The Kaka’i call themselves ahl al haqq, which means “people of truth”. They are a Kurdish people group, living mainly in Iraq and Iran, with over 5 million members who speak Kurdish, Arabic and Farsi. Kaka’i men are identified by their large mustaches, which they wear proudly as a symbol of their religion.

Officially, they are registered as Muslims and Islamic Sharia law is forced on them. However, they prefer to follow their own secret religion, known as Yarsanism, a syncretic belief system that is similar to Sufism, but not well understood as it is forbidden to talk about. Yarsanism was founded in the late 14th century and was heavily influenced by Islamic mysticism. Like Sufis, the Kaka’i desire to have a personal relationship with God. Kaka’i men and women are enthusiastic musicians and love to sing their songs together in weekly meetings. As a despised minority, they feel very connected with Christians in their countries, and many have pictures representing Jesus in their homes. However, it is difficult for the Kaka’i to follow Jesus as this is seen as rejection of their faith, family and community.
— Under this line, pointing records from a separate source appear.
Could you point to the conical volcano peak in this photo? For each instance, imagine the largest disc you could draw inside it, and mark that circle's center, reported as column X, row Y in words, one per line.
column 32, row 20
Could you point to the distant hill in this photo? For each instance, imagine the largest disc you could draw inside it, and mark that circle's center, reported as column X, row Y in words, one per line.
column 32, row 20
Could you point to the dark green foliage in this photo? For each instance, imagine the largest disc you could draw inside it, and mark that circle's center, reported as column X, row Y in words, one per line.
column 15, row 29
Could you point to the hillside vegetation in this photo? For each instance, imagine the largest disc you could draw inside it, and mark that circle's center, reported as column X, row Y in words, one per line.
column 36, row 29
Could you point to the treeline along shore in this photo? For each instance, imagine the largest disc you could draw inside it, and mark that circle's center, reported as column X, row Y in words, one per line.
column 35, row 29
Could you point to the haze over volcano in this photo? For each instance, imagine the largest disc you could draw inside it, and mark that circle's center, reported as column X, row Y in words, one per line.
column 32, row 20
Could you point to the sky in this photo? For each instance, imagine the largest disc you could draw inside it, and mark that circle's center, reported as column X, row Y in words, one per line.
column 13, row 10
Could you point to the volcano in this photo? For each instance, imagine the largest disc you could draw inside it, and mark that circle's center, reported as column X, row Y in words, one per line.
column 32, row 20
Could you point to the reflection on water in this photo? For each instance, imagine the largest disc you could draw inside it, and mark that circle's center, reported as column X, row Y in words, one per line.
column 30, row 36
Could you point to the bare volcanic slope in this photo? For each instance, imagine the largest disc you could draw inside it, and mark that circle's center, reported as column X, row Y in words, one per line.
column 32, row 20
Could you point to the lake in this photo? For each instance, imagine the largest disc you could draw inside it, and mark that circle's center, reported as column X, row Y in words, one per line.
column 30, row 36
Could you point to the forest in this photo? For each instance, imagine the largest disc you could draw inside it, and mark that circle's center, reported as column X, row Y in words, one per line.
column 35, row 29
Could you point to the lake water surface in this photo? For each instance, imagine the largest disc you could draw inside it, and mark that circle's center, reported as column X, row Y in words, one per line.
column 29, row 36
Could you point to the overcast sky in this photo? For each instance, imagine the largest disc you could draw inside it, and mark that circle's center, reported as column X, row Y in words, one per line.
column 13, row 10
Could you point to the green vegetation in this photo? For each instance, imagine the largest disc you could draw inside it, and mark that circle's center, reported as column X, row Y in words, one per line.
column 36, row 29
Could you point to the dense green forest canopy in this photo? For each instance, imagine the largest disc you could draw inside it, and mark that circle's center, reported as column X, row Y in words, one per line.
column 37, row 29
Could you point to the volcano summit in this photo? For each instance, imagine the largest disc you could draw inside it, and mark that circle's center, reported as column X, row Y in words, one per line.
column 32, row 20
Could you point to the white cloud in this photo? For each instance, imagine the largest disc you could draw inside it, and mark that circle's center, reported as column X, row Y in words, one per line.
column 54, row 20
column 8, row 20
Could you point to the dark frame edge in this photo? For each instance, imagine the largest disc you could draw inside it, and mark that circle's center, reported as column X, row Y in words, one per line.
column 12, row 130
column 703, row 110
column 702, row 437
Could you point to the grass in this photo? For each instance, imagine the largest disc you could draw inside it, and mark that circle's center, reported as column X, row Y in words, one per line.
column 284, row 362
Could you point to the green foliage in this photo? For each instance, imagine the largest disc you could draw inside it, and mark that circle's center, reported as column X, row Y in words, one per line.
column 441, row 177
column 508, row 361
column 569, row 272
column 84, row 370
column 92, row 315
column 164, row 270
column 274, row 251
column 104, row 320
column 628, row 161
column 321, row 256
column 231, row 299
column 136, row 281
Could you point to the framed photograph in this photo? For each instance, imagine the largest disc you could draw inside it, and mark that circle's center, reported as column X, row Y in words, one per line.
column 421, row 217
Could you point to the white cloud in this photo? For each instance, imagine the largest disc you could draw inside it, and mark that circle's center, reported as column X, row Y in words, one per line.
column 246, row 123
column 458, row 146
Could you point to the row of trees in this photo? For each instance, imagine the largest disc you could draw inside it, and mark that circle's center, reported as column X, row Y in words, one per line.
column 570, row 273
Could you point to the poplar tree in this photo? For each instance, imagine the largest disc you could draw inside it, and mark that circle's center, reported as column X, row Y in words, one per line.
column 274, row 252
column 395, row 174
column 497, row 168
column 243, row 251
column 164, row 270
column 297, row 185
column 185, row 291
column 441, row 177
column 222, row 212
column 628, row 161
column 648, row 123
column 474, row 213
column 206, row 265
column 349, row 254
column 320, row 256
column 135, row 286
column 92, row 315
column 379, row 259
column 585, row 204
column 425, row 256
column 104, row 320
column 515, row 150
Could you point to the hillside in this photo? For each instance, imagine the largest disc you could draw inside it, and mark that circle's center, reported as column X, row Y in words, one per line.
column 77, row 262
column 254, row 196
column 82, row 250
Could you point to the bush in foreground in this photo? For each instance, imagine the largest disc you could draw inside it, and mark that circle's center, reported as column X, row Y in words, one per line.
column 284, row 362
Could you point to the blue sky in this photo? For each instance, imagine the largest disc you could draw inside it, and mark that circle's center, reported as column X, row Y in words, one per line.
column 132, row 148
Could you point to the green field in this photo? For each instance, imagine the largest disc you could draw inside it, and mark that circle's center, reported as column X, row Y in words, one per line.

Oriental-style hospitality is practiced extensively among the Kaka’i. Even if they are poor and don’t possess much, their honor compels them to give. A guest cannot pass a Kaka’i house without drinking refreshments and coffee and having something to eat.


  • Officially unrecognized by their governments, the Kaka’i are vulnerable to discrimination and harassment and need support to live peacefully and successfully.

  • Mystics long for intimate connection with God and a revelation of the spiritual world. Pray for them using 1 Corinthians 2:10–13 as inspiration.

  • A few Kaka’i are already followers of Christ. Pray for them to bring light and truth to this people of truth (John 8:12).